Por: João Batista Freire
Quando acabou meu futebol de menino, acabaram também minhas esperanças de me tornar profissional de futebol. Tive que trabalhar e o esporte possível era o de finais de semana. Insisti com o Atletismo, até que fui trabalhar com formação de jovens para esse esporte. Anos depois voltei ao futebol de várzea nos finais de semana. Meu time era de veteranos, gente com mais de 40 anos. Gente que só esperava o apito final para correr ao bar mais próximo, arrodear uma mesa e enfeitá-la com garrafas de cerveja. E aí começava o terceiro tempo, nosso melhor jogo, o tempo da falação. Aí a gente crescia enquanto voltávamos a ser meninos. Se o placar fosse adverso, e isso era frequente, nós o invertíamos com os argumentos da injustiça, das bolas na trave, do juiz comprado, dos gols perdidos, do domínio da bola, da pancadaria do adversário, do sol muito quente, do estado do gramado (que nem sempre existia), da diferença de idade.
Ríamos de nós mesmos, ríamos das mentiras deslavadas, das narrativas distorcidas. Os goleiros praticavam defesas naquela mesa de cervejas nunca vistas nos melhores clássicos do Maracanã. E a coisa crescia, as proezas germinavam ao sabor do líquido frio que massageava a garganta seca. “Viu como deixei o lateral esquerdo naquela descida? Deu até pena.” O campo de futebol é o único local em que se sobe ou se desce no plano. E tome de contar histórias, e tome de inventar um outro jogo, um jogo que nunca aconteceu antes de sentarmos naquela mesa, um jogo maravilhoso que nos transformava em heróis de nós mesmos, heróis sem troféus, sem medalhas, sem glórias e sem remuneração. Algo que escapa à maioria das pessoas é que o futebol não se resume aos 90 minutos de 22 jogadores perseguindo a meta adversária. O futebol transcende as quatro linhas e prossegue nas mesas de bares, nos debates pelo rádio e TV, nos intervalos do trabalho, no interior das famílias. Todo jogo de futebol tem muito mais que 90 minutos.

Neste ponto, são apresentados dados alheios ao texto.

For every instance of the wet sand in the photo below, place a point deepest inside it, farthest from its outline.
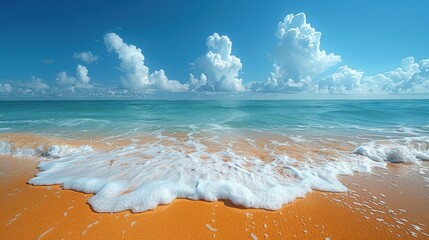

Aquela mesa de bar enfeitada por garrafas de cervejas era sagrada. Quantas vezes não chegamos atrasados à missa de domingo, ao almoço com a família, à bilheteria do cinema, para não faltar ao compromisso de nosso tão querido terceiro tempo, o tempo que nos tornava possíveis. Fazer o quê, éramos apenas meninos grandes, meninos inocentes que cresceram, mas não deixaram de ser meninos. Por vezes, em volta daquela mesa, fomos o melhor de nós mesmos.